Avian influenza prevalence among hunter-harvested birds in a remote Canadian First Nation community
Citation: Liberda EN, Meldrum R, Charania NA, Davey R, Tsuji LJS. Avian influenza prevalence among hunter-harvested birds in a remote Canadian First Nation community. Rural and Remote Health (Internet) 2017; 17: 3864. Available: http://www.rrh.org.au/articles/subviewnew.asp?ArticleID=3864 (Accessed 25 June 2017). DOI: https://doi.org/10.22605/RRH3864
Introduction: Avian influenza virus (AIV) prevalence has been associated with wild game and other bird species. The contamination of these birds may pose a greater risk to those who regularly hunt and consumed infected species. Due to resident concerns communicated by local Band Council, hunter-harvested birds from a remote First Nation community in subArctic Ontario, Canada were assessed for AIV. Hunters, and especially those who live a subsistence lifestyle, are at higher risk of AIV exposure due to their increased contact with wild birds, which represent an important part of their diet.Key words: Aboriginal, avian influenza, birds, Canada, First Nation, Indigenous.

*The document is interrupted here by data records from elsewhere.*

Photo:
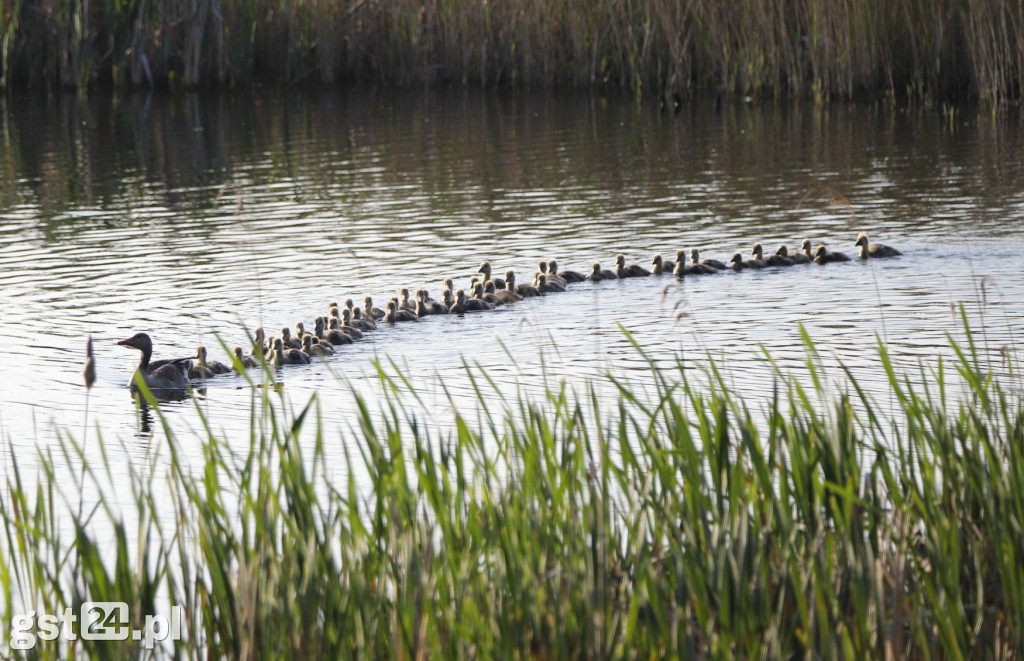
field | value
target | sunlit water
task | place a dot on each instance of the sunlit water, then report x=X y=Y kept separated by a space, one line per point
x=194 y=217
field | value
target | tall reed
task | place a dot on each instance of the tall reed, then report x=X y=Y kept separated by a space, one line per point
x=947 y=50
x=676 y=523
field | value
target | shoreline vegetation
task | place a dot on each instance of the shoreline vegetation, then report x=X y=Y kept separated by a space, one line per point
x=675 y=523
x=930 y=52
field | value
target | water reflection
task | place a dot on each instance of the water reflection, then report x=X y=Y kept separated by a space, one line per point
x=200 y=217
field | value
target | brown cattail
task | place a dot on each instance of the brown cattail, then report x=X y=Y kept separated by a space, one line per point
x=89 y=370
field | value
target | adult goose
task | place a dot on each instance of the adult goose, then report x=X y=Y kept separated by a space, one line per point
x=157 y=375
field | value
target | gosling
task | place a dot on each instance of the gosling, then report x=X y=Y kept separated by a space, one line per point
x=822 y=256
x=633 y=270
x=597 y=273
x=714 y=263
x=875 y=251
x=773 y=260
x=797 y=258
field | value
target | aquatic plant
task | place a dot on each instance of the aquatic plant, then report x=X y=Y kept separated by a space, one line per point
x=924 y=51
x=673 y=522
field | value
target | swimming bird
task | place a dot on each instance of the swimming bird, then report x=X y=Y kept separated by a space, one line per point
x=311 y=347
x=431 y=306
x=206 y=368
x=756 y=263
x=491 y=295
x=89 y=367
x=565 y=276
x=480 y=295
x=160 y=375
x=474 y=304
x=286 y=356
x=523 y=291
x=393 y=313
x=288 y=340
x=459 y=307
x=335 y=335
x=873 y=250
x=737 y=263
x=245 y=360
x=548 y=287
x=773 y=260
x=822 y=256
x=682 y=268
x=259 y=348
x=370 y=311
x=659 y=266
x=797 y=258
x=347 y=326
x=504 y=295
x=485 y=269
x=597 y=273
x=714 y=263
x=366 y=321
x=633 y=270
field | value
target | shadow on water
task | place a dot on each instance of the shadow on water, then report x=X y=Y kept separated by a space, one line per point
x=181 y=215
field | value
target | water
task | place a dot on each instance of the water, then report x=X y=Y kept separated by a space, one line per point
x=195 y=217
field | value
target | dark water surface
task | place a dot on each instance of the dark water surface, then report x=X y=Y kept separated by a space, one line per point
x=189 y=216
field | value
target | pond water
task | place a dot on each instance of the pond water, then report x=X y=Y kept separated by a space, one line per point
x=198 y=217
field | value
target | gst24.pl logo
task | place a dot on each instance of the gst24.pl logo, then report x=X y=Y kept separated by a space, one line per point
x=99 y=621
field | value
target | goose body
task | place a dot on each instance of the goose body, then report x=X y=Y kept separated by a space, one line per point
x=394 y=313
x=286 y=356
x=288 y=340
x=247 y=362
x=159 y=375
x=548 y=287
x=347 y=327
x=822 y=256
x=522 y=291
x=485 y=269
x=633 y=270
x=682 y=269
x=370 y=311
x=659 y=266
x=489 y=294
x=873 y=251
x=206 y=368
x=565 y=276
x=773 y=260
x=714 y=263
x=430 y=306
x=459 y=307
x=597 y=273
x=737 y=263
x=312 y=347
x=797 y=258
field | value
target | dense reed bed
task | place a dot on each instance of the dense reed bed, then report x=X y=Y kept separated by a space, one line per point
x=943 y=50
x=679 y=521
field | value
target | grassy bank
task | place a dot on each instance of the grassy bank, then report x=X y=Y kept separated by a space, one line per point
x=931 y=51
x=572 y=527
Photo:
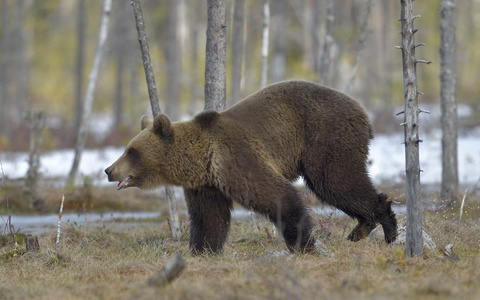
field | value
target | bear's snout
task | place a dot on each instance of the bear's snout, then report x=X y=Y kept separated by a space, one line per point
x=108 y=171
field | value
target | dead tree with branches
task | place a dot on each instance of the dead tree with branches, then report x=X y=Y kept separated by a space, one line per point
x=414 y=239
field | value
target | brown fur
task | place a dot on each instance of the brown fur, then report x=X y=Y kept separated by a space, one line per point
x=252 y=152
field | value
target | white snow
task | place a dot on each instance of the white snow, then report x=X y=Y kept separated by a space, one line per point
x=387 y=156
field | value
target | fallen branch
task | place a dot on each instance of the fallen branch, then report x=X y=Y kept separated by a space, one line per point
x=171 y=270
x=59 y=224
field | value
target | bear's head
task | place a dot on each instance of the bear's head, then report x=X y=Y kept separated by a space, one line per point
x=141 y=163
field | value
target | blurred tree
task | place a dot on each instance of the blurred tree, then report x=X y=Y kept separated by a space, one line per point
x=279 y=55
x=4 y=68
x=216 y=51
x=238 y=49
x=21 y=63
x=155 y=106
x=324 y=69
x=92 y=82
x=449 y=119
x=79 y=63
x=265 y=34
x=173 y=54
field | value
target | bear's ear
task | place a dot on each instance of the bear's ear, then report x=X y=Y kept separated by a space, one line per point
x=145 y=122
x=162 y=126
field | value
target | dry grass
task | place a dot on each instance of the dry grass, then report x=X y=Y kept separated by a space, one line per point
x=110 y=262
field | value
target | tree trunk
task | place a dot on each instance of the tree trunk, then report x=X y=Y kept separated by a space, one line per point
x=153 y=96
x=414 y=240
x=363 y=34
x=173 y=56
x=216 y=51
x=324 y=73
x=4 y=69
x=237 y=49
x=279 y=59
x=80 y=61
x=92 y=81
x=266 y=25
x=449 y=119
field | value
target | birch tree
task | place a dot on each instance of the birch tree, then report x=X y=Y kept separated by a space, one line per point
x=92 y=81
x=265 y=31
x=449 y=118
x=414 y=240
x=153 y=96
x=216 y=52
x=324 y=73
x=237 y=49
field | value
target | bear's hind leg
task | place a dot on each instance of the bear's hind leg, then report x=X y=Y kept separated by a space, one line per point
x=285 y=208
x=209 y=212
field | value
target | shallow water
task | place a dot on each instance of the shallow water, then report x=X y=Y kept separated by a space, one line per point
x=34 y=224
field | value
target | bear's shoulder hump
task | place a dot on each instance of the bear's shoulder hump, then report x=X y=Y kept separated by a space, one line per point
x=206 y=118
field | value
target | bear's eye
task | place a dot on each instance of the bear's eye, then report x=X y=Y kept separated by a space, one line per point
x=132 y=152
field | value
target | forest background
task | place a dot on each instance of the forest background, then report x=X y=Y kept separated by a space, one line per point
x=47 y=50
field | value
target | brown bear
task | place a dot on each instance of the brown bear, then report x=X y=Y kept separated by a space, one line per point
x=251 y=153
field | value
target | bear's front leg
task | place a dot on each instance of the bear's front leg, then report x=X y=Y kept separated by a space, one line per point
x=209 y=212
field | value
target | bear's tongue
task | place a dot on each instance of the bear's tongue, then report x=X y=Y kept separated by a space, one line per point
x=123 y=183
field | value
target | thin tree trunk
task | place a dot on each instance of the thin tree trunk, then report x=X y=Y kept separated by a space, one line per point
x=449 y=119
x=324 y=73
x=216 y=52
x=266 y=29
x=414 y=239
x=279 y=60
x=4 y=69
x=173 y=55
x=153 y=96
x=92 y=81
x=237 y=49
x=360 y=47
x=80 y=61
x=21 y=62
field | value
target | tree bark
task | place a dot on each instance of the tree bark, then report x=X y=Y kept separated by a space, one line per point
x=279 y=59
x=4 y=69
x=449 y=118
x=414 y=240
x=153 y=96
x=237 y=49
x=324 y=74
x=265 y=32
x=80 y=61
x=173 y=56
x=363 y=34
x=92 y=81
x=216 y=51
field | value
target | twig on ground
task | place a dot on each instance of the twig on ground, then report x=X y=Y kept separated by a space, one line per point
x=57 y=243
x=171 y=270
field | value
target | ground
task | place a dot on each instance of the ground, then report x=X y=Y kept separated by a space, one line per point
x=111 y=261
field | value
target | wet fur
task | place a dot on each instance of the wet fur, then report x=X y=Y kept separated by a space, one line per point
x=253 y=151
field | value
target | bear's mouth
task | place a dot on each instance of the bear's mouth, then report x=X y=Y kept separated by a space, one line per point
x=124 y=183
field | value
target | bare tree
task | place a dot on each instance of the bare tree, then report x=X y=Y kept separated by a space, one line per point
x=449 y=119
x=414 y=239
x=216 y=52
x=80 y=61
x=237 y=49
x=361 y=43
x=265 y=31
x=4 y=69
x=324 y=73
x=279 y=59
x=153 y=96
x=173 y=58
x=92 y=81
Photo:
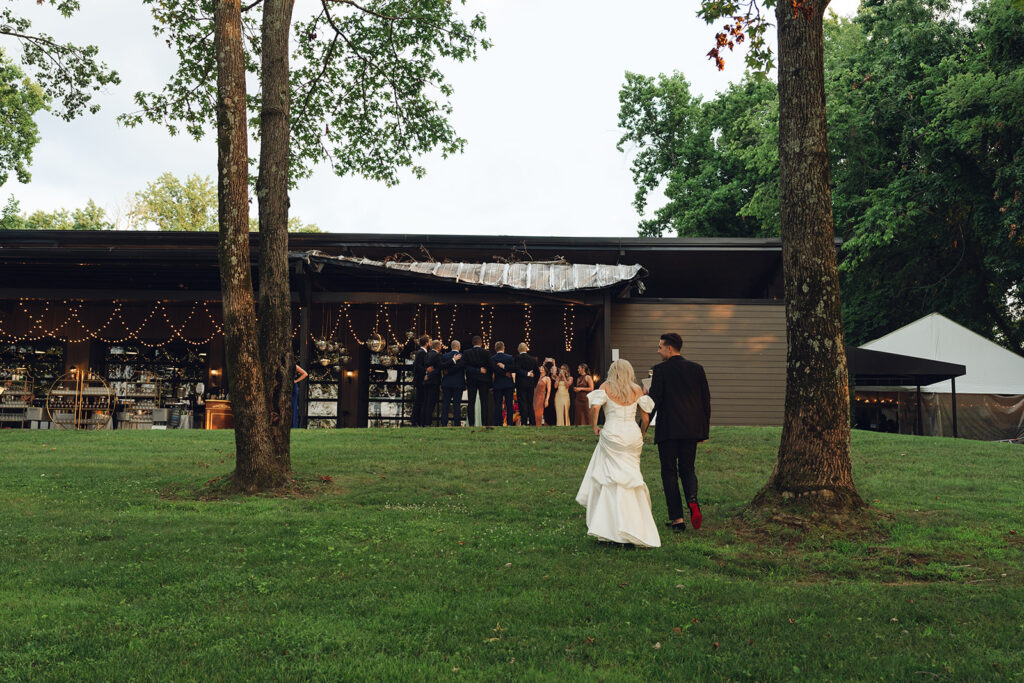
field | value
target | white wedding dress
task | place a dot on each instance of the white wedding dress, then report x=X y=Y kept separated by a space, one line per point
x=612 y=491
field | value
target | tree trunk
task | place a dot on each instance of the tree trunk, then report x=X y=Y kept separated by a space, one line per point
x=252 y=439
x=271 y=190
x=814 y=455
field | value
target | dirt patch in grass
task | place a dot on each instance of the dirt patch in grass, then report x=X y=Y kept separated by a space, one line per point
x=788 y=528
x=223 y=488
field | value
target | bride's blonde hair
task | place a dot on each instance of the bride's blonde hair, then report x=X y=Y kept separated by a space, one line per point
x=621 y=382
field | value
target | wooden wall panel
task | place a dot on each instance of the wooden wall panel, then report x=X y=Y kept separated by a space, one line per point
x=740 y=346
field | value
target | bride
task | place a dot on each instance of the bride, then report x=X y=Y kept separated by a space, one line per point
x=612 y=491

Methods: Cloacal swabs from 304 harvested game birds representing several species of wild birds commonly hunted and consumed in this First Nation community were analyzed for AIV using real-time reverse transcription polymerase chain reaction. Subtyping was performed using reverse transcription polymerase chain reaction. Sequences were assembled using Lasergene, and the sequences were compared to Genbank.
Results: In total, 16 of the 304 cloacal swab samples were positive for AIV. Of the 16 positive samples, 12 were found in mallard ducks, 3 were found in snow geese (wavies), and 1 positive sample was found in partridge. The AIV samples were subtyped, when possible, and found to be positive for the low pathogenic avian influenza virus subtypes H3 and H4. No samples were positive for subtypes of human concern, namely H5 and H7.
Conclusions: This work represents the first AIV monitoring program results of hunter-harvested birds in a remote subsistence First Nation community. Community-level surveillance of AIV in remote subsistence hunting communities may help to identify future risks, while educating those who may have the highest exposure about proper handling of hunted birds. Ultimately, only low pathogenic strains of AIV were found, but monitoring should be continued and expanded to safeguard those with the highest exposure risk to AIV.